Proximal and Distal Failure Site Analysis in Percutaneous Achilles Tendon Rupture Repair

CATEGORY: Ankle INTRODUCTION/PURPOSE: Different techniques have been described for Achilles Tendon Rupture repair, but no biomechanical evaluation have been performed separately for proximal and distal suturing techniques.The purpose of this study was to biomechanically analyze 3 proximal and 2 distal suture configurations during a simulated cyclic load and load to failure. It was hypothesized that proximal suturing technique was stronger than the distal one and that the modified double suturing technique was the strongest of all techniques. METHODS: A simulated, mid-substance rupture was created 6 cm proximal to the calcaneal insertion in 15 fresh-frozen cadaveric Achilles tendons, obtaining 15 proximal and 12 distal samples. Specimens were tested independently and randomly allocated to different suture techniques: proximal fixation site groups: (A1) classic Dresden technique, (A2) modified Dresden, (A3) double modified Dresden; distal fixation groups: (B1) classic distal suture and (B2) modified distal suture. Repairs were subjected to a cyclic testing (1000 cycles of 50-200 N) and load to failure. Load to failure, cause of failure and tendon elongation was evaluated. Fischer’s test was used as statistical analysis. RESULTS: None of the proximal tendon and 7/12 of the distal samples failed in cyclic testing.
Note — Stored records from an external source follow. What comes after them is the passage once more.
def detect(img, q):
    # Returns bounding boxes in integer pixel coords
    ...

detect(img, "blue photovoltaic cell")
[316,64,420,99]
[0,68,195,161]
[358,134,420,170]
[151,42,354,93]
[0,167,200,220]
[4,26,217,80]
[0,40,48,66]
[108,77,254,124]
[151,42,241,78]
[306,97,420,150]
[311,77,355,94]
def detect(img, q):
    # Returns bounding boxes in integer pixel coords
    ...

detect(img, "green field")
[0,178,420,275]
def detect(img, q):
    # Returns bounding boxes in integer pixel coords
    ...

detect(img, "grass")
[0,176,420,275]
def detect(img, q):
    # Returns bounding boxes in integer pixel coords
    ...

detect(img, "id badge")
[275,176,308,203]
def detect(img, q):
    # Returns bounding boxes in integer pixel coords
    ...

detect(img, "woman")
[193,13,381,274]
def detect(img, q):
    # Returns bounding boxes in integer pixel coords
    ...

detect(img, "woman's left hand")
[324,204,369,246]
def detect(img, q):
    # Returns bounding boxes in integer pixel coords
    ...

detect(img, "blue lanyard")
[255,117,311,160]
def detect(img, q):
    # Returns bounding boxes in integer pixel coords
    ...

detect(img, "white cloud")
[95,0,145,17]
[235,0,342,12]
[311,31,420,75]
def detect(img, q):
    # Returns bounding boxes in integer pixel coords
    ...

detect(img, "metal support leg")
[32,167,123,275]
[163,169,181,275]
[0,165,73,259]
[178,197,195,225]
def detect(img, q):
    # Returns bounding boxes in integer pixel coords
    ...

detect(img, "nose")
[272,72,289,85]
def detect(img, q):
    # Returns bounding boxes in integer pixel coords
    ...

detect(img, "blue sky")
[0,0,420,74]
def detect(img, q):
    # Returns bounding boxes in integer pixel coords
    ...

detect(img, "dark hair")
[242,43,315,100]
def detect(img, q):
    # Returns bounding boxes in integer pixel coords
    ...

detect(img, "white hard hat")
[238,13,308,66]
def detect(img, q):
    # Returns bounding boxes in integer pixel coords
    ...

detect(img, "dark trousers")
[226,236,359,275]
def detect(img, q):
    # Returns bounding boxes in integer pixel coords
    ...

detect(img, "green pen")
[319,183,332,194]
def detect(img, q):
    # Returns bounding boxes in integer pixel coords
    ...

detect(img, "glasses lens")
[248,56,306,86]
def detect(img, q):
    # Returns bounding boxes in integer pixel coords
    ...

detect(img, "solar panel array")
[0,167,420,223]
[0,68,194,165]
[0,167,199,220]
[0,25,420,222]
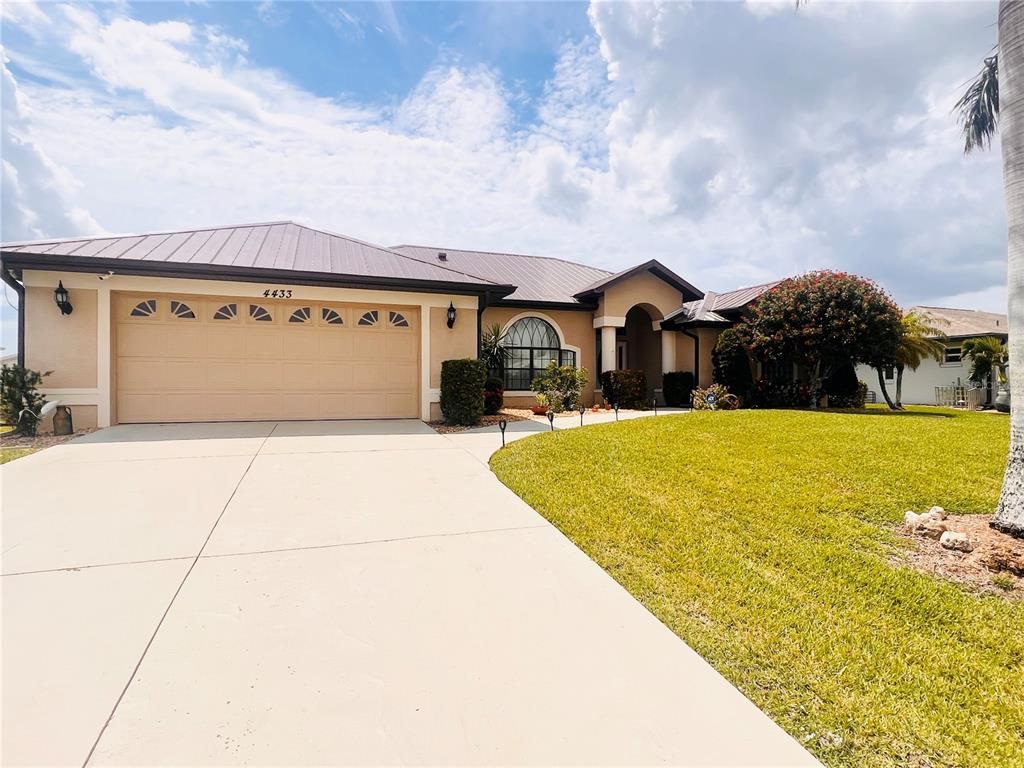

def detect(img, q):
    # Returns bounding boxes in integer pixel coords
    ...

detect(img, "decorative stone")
[979,542,1024,577]
[918,519,946,539]
[939,530,974,552]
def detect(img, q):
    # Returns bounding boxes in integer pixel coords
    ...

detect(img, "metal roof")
[665,280,782,326]
[391,245,611,304]
[0,221,512,293]
[910,306,1010,338]
[708,280,782,312]
[575,259,703,299]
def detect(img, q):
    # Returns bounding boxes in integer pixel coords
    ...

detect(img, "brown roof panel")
[391,246,611,304]
[0,221,505,295]
[910,306,1010,338]
[709,280,782,312]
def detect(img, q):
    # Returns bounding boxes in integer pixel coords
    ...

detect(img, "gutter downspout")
[680,329,700,389]
[0,266,25,368]
[476,293,489,359]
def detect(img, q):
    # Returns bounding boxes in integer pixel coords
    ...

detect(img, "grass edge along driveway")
[492,411,1024,768]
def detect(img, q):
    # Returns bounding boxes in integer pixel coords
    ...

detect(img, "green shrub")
[0,366,51,435]
[483,376,505,416]
[821,364,867,408]
[530,360,587,413]
[711,326,754,400]
[693,384,739,411]
[601,368,648,409]
[662,371,693,408]
[441,357,487,427]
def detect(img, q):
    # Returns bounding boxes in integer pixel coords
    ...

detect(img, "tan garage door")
[113,294,420,423]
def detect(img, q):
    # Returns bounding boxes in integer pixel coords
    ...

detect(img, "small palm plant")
[896,309,946,410]
[962,336,1010,384]
[480,323,512,378]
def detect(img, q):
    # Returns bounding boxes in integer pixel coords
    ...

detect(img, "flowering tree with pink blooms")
[746,271,902,407]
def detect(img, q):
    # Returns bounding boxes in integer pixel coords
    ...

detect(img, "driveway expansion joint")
[200,522,554,560]
[82,424,278,768]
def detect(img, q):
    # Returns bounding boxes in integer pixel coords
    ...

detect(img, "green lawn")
[492,410,1024,768]
[0,449,39,464]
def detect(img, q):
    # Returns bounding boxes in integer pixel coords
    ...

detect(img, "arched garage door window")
[505,317,575,389]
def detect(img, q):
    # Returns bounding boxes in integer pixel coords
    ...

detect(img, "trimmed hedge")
[483,376,505,416]
[441,357,487,427]
[662,371,693,408]
[601,368,650,409]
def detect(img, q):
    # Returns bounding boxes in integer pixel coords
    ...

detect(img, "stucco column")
[662,331,676,374]
[601,326,615,374]
[96,284,113,428]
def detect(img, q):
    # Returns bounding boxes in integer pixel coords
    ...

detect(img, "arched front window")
[505,317,575,389]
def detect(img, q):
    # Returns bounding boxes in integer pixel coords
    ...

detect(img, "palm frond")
[953,53,999,155]
[896,310,948,371]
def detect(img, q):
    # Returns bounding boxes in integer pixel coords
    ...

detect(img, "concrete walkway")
[0,417,816,766]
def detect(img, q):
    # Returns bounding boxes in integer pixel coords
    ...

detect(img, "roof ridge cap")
[288,228,502,286]
[2,219,294,247]
[390,243,617,274]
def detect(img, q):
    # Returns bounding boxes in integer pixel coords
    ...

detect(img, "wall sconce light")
[53,281,75,314]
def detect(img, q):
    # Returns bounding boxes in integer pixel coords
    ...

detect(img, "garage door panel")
[317,328,352,359]
[385,392,418,419]
[348,392,387,419]
[352,362,386,389]
[243,328,285,358]
[281,362,319,391]
[384,362,419,389]
[115,294,420,423]
[204,321,245,357]
[385,333,420,360]
[206,360,247,390]
[162,359,207,390]
[160,323,208,357]
[316,362,352,390]
[118,357,164,390]
[352,331,387,360]
[284,328,319,360]
[245,360,284,389]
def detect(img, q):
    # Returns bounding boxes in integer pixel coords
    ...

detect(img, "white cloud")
[0,54,101,242]
[0,0,51,36]
[394,65,509,148]
[4,3,1005,313]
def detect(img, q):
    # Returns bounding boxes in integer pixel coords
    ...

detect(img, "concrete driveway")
[0,421,816,766]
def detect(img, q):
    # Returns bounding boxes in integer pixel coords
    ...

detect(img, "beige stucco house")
[0,221,764,427]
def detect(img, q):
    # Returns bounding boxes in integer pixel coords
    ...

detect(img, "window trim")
[502,311,584,397]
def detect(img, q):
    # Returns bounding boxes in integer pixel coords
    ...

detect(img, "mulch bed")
[899,515,1024,600]
[427,409,532,434]
[0,429,95,451]
[427,408,626,434]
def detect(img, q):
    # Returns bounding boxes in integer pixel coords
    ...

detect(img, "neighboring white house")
[857,306,1008,406]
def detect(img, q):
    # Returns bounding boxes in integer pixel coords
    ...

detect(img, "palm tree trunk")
[874,368,896,411]
[991,0,1024,538]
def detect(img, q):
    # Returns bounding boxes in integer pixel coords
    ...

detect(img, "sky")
[0,0,1007,350]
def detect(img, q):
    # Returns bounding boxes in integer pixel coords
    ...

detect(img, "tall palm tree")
[957,0,1024,538]
[896,309,946,411]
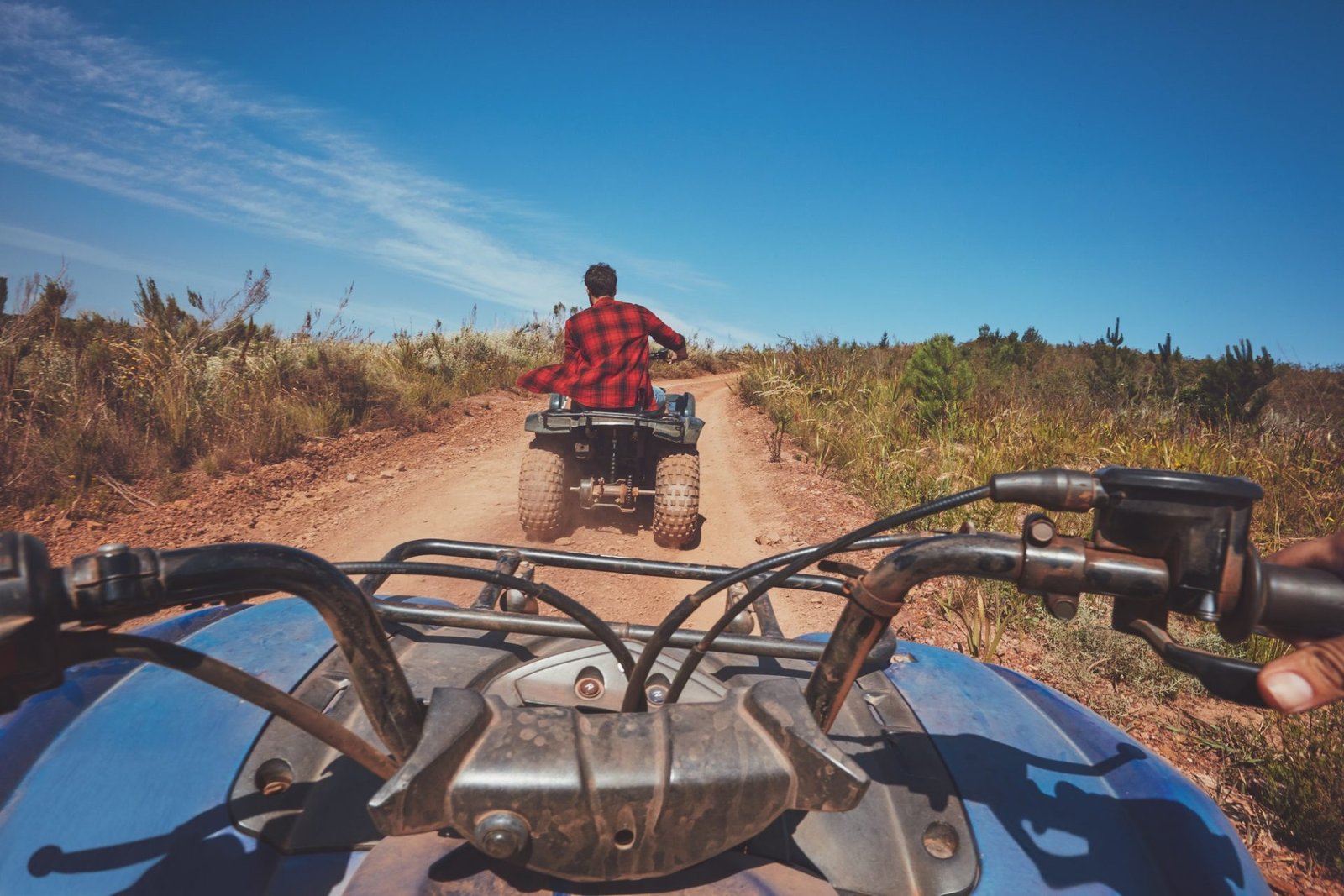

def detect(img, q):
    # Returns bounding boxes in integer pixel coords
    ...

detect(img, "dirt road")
[34,375,871,636]
[256,375,870,632]
[20,376,1341,893]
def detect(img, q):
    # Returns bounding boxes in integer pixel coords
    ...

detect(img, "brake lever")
[1129,619,1268,710]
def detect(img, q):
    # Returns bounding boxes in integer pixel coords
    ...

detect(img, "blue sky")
[0,0,1344,364]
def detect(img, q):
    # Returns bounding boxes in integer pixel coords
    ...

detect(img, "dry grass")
[742,328,1344,871]
[0,271,739,525]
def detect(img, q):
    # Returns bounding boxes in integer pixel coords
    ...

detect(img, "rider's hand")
[1259,531,1344,712]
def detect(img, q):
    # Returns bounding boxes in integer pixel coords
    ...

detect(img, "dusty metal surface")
[370,679,869,880]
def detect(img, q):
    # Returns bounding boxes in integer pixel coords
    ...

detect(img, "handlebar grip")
[1257,563,1344,639]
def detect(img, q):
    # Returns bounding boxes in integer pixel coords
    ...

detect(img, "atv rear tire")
[654,451,701,548]
[517,445,569,542]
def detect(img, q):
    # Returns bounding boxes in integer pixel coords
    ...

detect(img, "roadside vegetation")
[742,320,1344,872]
[0,270,738,527]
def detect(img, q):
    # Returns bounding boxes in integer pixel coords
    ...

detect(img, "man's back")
[564,296,685,408]
[517,264,685,410]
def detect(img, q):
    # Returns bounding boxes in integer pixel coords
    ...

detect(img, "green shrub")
[1181,338,1274,423]
[900,333,974,428]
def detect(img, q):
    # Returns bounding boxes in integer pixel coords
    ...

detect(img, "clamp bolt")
[475,811,533,858]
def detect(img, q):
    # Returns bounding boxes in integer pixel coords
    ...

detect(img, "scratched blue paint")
[0,599,358,896]
[887,642,1268,894]
[0,605,246,806]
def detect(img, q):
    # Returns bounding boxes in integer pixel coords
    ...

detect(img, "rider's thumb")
[1259,638,1344,712]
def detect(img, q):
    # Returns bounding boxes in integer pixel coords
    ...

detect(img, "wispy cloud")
[0,3,748,338]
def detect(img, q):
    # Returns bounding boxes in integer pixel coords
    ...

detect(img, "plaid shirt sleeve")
[636,305,685,352]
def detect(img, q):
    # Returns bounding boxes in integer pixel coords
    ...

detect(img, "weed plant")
[0,271,741,525]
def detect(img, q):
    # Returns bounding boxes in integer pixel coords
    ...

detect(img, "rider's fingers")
[1266,531,1344,575]
[1259,637,1344,712]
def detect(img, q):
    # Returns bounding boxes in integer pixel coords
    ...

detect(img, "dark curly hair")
[583,262,616,296]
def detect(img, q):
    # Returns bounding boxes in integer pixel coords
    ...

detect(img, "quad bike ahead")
[517,349,704,548]
[0,468,1344,896]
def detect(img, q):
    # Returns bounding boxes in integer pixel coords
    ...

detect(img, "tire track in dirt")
[291,375,837,634]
The proximal fixation groups demonstrated significantly more strength than the distal groups (p< 0.05) with average failure loads of 598 N, 587 N and 710 N for groups A1, A2 and A3 respectively (A3 stronger than A1 and A2, p=0,035). Groups B1 and B2 failed on average at 416 N and 351 N respectively, p=0.24. The majority of all repairs failed in the suture- tendon interphase.Regarding elongation, no significant differences were found between groups (p=0.57). CONCLUSION: The distal fixation site in the Dresden percutaneous Achilles tendon repair is weaker than the proximal fixation site. A proximal modified suture configuration increased resistance to cyclic loading and load to failure significantly. A modification in the proximal and distal fixation sites can be suggested to improve repair strength and hopefully achieve a better outcome.